The antioxidant effect exerted by TGF-1β-stimulated hyaluronan production reduced NF-kB activation and apoptosis in human fibroblasts exposed to FeSo4 plus ascorbate

Abstract

Previous studies suggest that Transforming growth factor-1beta (TGF-1beta) administration in human fibroblasts exposed to oxidative stress is able to modulate hyaluronan synthases (HASs). HAS modulation in turn increases high molecular weight (Hyaluronan) HA concentration. Nuclear factor kB (NF-kB) is a response transcription factor involved in inflammation and acts by enabling the expression of certain detrimental molecules. Caspases are specific proteases responsible for regulating and programming cell death. HA at medium molecular weight together with chondroitin-4-sulphate proved to be effective on NF-kB and caspases. We investigated whether the protective effect afforded by the high molecular weight HA produced by TGF-1beta treatment has any effect on NF-kB and apoptosis activation in fibroblast cultures exposed to oxidative stress. Generation of free radicals gives rise to cell death, increases lipid peroxidation, activates NF-kB, reduces its cytoplasmic inhibitor IkBalpha, augments caspase-3 and caspase-7 gene expression and their relative protein activity, and depletes catalase (CAT) and glutathione peroxidase (GPx).

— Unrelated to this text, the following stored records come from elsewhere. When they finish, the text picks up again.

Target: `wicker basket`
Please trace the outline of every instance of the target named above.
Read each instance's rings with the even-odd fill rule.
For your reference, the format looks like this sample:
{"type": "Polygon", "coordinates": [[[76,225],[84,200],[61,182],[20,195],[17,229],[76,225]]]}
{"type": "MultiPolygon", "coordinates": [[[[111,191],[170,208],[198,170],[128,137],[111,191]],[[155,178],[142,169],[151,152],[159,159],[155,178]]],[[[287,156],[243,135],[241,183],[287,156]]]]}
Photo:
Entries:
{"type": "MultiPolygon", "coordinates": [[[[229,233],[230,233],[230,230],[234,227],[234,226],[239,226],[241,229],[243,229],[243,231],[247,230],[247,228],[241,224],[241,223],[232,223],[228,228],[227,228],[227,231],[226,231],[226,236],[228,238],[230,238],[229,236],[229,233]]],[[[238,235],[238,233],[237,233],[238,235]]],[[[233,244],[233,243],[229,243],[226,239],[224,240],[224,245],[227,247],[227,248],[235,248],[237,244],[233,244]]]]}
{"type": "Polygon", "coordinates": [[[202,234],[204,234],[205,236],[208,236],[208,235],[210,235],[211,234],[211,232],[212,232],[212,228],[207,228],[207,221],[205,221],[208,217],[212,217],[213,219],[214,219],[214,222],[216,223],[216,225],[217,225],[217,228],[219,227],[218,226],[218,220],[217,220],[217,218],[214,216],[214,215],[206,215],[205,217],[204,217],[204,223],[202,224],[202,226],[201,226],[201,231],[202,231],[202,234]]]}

Treatment of fibroblasts with TGF-1beta 12 h before inducing oxidative stress greatly increased HA levels, ameliorated cell survival, inhibited lipid peroxidation, blunted NF-kB translocation, normalized IkBalpha protein, reduced caspase gene expression and protein levels, and restored the endogenous antioxidants CAT and GPx. Since it was previously reported that antioxidants can work as inhibitors of NF-kB and apoptosis induction we can hypothesize that endogenous HA, by inhibiting lipid peroxidation, may block a step whereby free radical activity converges in the signal transduction pathway leading to NF-kB and caspase activation.